Sunday, January 20, 2008

What's with the negativity?

What's with the negativity?

It's really getting to me. I know it's winter and less sun means more grumps, but this whole everybody I know being negative thing is really getting to me. I was happy, 2 days ago. I felt like a giant weight had been lifted off my shoulders and it was right after I dreamt that Dreamboy and I figured out he isn't on Earth, he's on some other planet in some other galaxy I can't recall -if I ever even knew- the name of. Since then I felt like I had been relieved of having to find him, having to save his life, having to meet him, ever, on this plane.

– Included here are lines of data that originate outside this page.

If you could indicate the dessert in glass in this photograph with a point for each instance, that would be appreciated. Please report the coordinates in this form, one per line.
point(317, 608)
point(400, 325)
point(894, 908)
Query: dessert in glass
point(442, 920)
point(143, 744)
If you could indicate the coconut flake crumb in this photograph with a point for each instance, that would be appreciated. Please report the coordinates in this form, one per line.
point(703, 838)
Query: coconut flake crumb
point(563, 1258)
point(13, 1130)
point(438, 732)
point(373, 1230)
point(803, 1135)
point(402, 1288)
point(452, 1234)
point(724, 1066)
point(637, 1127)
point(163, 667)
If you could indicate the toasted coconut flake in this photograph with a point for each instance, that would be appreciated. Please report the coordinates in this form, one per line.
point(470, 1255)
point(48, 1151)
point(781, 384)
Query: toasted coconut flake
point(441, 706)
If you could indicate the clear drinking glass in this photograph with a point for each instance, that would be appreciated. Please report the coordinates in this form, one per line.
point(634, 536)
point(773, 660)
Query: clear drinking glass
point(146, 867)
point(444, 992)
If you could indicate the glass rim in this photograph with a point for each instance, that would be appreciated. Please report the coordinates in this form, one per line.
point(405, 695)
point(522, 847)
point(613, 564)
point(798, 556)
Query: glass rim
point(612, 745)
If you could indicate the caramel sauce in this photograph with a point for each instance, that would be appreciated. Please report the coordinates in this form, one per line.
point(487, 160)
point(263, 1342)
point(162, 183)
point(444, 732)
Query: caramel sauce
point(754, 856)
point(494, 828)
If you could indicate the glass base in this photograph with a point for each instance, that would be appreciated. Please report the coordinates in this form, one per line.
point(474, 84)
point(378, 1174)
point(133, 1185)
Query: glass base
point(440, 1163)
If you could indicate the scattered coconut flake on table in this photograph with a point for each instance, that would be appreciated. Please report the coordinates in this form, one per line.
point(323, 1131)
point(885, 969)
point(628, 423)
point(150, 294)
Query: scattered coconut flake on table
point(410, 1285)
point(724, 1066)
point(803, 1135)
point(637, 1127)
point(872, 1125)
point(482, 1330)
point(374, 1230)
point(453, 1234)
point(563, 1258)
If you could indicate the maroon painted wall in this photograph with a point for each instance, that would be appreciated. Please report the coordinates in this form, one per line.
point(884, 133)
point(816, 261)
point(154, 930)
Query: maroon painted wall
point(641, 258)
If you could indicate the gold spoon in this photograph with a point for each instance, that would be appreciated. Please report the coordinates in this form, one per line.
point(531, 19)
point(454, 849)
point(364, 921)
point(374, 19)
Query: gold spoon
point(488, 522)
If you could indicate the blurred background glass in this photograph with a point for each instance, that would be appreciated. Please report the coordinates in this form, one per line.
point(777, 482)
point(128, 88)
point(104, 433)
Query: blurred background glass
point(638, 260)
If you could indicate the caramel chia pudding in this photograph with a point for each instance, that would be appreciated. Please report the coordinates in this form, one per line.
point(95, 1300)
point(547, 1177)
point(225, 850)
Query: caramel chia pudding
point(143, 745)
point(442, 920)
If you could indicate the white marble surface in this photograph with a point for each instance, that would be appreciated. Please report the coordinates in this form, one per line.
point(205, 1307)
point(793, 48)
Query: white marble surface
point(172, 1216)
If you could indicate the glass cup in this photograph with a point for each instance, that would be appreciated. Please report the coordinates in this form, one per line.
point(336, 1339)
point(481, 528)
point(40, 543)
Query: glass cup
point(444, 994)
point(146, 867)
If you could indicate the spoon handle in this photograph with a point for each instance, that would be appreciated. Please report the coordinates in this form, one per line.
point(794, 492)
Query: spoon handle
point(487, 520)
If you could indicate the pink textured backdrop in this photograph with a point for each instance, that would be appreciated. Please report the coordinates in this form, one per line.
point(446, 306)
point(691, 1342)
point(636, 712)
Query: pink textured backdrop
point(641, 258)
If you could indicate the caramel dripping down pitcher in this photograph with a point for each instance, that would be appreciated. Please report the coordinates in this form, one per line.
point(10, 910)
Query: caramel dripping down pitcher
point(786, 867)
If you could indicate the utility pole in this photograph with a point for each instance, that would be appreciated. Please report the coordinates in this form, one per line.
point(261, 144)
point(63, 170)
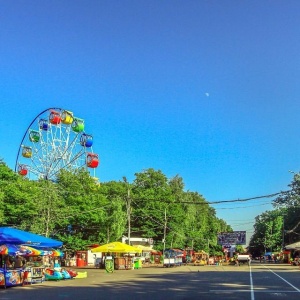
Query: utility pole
point(165, 230)
point(128, 204)
point(283, 232)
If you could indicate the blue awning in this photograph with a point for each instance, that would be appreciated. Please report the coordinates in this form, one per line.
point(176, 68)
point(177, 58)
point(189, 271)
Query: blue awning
point(12, 236)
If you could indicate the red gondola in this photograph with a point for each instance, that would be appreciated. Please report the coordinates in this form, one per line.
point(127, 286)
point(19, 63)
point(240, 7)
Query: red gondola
point(92, 160)
point(26, 151)
point(22, 170)
point(54, 117)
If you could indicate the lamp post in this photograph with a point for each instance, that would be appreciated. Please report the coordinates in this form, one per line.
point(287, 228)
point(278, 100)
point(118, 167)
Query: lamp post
point(128, 204)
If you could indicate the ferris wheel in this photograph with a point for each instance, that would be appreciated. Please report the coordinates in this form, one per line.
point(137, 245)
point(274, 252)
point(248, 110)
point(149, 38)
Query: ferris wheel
point(55, 140)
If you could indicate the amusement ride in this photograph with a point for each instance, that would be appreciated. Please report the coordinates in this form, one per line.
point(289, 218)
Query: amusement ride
point(55, 140)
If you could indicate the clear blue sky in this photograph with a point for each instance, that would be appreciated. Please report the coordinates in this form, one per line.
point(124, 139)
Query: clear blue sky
point(208, 90)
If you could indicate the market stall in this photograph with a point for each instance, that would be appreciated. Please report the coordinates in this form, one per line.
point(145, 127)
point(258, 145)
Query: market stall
point(117, 255)
point(20, 262)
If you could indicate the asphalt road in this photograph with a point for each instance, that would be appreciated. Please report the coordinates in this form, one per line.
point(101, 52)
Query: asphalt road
point(257, 282)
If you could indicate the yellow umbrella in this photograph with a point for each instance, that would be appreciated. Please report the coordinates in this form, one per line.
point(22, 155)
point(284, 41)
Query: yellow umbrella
point(144, 248)
point(116, 247)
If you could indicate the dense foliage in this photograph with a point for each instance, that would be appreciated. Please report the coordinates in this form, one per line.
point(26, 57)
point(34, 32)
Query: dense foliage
point(281, 226)
point(79, 211)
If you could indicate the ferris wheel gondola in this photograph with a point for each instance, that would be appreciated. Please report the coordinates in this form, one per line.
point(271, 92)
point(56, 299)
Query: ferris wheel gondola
point(55, 140)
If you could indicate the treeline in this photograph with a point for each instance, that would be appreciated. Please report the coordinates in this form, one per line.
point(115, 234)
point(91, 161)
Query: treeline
point(275, 229)
point(79, 211)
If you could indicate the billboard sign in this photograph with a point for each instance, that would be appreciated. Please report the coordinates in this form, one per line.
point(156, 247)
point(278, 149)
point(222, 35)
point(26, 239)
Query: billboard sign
point(232, 238)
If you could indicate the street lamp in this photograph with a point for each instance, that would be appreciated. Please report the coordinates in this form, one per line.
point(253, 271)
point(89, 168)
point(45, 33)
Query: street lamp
point(128, 203)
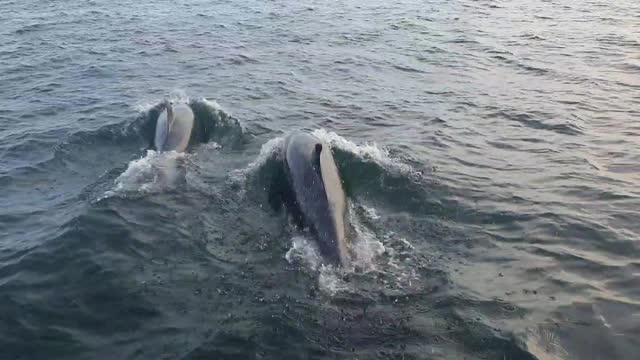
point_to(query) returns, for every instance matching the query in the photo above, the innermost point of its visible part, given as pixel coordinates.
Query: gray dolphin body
(173, 128)
(318, 196)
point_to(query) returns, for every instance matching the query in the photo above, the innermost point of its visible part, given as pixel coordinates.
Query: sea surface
(490, 151)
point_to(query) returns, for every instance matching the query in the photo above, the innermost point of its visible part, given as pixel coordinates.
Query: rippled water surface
(490, 151)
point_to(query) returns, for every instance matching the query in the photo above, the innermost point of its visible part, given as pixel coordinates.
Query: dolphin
(173, 128)
(315, 193)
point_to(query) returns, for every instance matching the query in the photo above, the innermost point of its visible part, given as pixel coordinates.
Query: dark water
(490, 150)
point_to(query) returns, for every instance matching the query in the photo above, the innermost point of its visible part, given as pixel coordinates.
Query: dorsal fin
(317, 151)
(170, 114)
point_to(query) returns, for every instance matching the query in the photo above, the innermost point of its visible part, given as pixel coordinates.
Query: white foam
(304, 252)
(153, 172)
(176, 96)
(268, 150)
(365, 151)
(365, 246)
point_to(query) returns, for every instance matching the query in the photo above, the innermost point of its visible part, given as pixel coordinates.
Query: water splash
(151, 173)
(366, 151)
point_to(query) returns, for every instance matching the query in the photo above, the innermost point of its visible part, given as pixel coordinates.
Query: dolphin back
(173, 128)
(318, 193)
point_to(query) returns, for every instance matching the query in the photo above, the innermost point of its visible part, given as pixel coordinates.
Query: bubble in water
(153, 172)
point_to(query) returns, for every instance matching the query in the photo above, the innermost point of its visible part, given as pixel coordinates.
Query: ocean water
(490, 151)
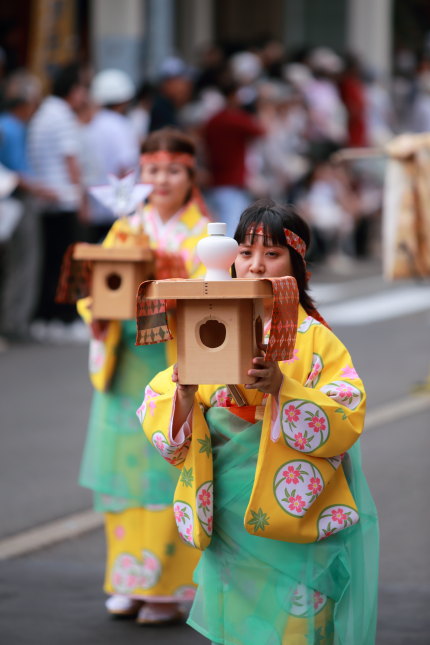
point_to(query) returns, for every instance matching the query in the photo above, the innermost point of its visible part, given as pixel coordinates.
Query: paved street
(53, 595)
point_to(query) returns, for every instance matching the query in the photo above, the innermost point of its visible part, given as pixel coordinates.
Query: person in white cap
(109, 143)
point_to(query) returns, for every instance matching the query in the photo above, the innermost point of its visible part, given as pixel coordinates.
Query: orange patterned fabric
(283, 327)
(169, 265)
(75, 278)
(151, 320)
(152, 326)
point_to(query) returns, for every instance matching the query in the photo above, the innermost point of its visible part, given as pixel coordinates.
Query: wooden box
(117, 274)
(219, 326)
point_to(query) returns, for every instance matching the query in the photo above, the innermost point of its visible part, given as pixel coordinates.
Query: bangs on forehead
(273, 231)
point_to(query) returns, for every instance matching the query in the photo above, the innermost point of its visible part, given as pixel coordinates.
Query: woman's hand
(184, 391)
(268, 376)
(99, 329)
(184, 401)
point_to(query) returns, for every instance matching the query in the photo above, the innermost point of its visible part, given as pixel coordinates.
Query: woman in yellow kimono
(148, 568)
(287, 523)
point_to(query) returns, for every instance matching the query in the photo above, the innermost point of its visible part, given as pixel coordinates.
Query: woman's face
(171, 181)
(262, 260)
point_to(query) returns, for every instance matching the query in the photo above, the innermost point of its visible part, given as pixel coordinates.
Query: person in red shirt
(226, 136)
(352, 93)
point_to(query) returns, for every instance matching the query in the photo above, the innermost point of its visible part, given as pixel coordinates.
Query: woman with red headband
(287, 524)
(148, 568)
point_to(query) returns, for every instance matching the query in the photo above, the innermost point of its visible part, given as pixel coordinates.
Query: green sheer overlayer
(122, 468)
(257, 591)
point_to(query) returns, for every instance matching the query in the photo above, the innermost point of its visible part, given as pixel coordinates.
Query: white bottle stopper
(217, 252)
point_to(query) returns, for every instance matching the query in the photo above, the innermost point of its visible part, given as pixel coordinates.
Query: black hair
(275, 218)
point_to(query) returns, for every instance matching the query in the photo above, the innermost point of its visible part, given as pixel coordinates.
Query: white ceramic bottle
(217, 252)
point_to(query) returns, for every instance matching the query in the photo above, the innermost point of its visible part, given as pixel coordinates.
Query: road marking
(50, 533)
(396, 410)
(80, 523)
(378, 306)
(326, 292)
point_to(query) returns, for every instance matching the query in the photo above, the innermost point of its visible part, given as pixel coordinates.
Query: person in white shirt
(110, 146)
(53, 148)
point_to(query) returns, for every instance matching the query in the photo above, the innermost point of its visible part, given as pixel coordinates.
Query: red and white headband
(292, 239)
(164, 156)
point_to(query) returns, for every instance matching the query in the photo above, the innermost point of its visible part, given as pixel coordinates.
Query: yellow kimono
(145, 556)
(294, 480)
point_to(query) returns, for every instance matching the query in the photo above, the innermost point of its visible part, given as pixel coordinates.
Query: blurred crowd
(265, 124)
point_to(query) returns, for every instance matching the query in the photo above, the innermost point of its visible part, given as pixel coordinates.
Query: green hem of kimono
(119, 464)
(248, 586)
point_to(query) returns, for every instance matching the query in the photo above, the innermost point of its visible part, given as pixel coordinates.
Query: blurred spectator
(53, 145)
(246, 69)
(212, 67)
(420, 109)
(226, 137)
(327, 112)
(277, 160)
(331, 206)
(139, 114)
(109, 144)
(352, 93)
(272, 55)
(174, 90)
(380, 118)
(20, 251)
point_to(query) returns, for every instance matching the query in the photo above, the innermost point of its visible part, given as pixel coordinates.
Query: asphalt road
(53, 595)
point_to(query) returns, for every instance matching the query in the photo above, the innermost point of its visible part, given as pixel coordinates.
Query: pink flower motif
(295, 356)
(300, 441)
(349, 372)
(151, 564)
(141, 411)
(291, 475)
(126, 562)
(296, 503)
(345, 391)
(205, 497)
(179, 514)
(315, 485)
(222, 398)
(188, 594)
(131, 581)
(337, 515)
(315, 371)
(149, 393)
(317, 424)
(159, 444)
(318, 599)
(119, 532)
(292, 413)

My dad calls to talk negatively about this and that, my mother does the same, my sister...all the same boring and negative stories. I want to get out and live, and I guess I will have to soon as I return to work. But I have all these great ideas and enthuse, and every time someone has a negative statement for me to hear I feel a little more weight on my shoulders, a little more of a dark cloud build up over my head and I know it might not be long before I wake up a grump again and mad at world. But I like this feeling now, I like feeling like I'm capable of making something of my life still. I want to tell everyone I know to just stop being so fucking upset, depressing and sad, because it doesn't help me a fucking bit.

People always wonder why I'm so negative. I realize now it started when I was young and impressionable, and that's just how I was raised to be.